Des exceptions pour la sécurité nationale
La loi n’interdit pas tout usage de la biométrie : la surveillance biométrique en temps réel dans les espaces publics restera autorisée, mais uniquement pour des raisons de sécurité nationale. Cette clause vise à permettre aux forces de l’ordre d’agir dans des contextes sensibles tout en encadrant les dérives.
Une autorité dédiée pour surveiller l’application
Le contrôle de cette future législation sera confié principalement à AESIA, la nouvelle agence espagnole pour la supervision de l’IA. D’autres autorités interviendront pour les cas touchant à la vie privée, aux élections, aux marchés financiers ou à la criminalité.
Avec ce texte, l’Espagne s’impose comme l’un des leaders européens en matière de régulation de l’intelligence artificielle. En transposant rapidement l’IA Act européen dans son droit national, elle envoie un signal fort aux entreprises du numérique : l’innovation ne peut se faire au détriment de la transparence, de l’éthique et des libertés fondamentales.

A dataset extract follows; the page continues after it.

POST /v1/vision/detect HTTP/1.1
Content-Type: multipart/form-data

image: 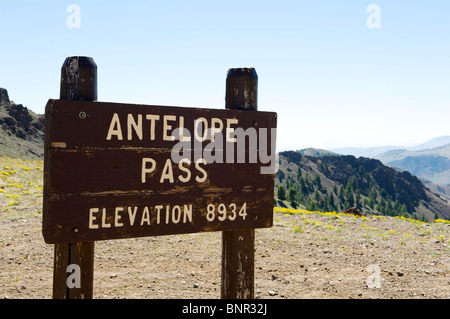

Reste à savoir si cette mesure historique pourrait ou non inspirer les autres pays européens, et en particulier la France, qui observe pour l’instant sans légiférer aussi fermement. Face à l’urgence de réguler les usages de l’IA générative, le texte espagnol pourrait bien servir de modèle, ou à tout le moins de déclencheur, pour des initiatives similaires à l’échelle du continent.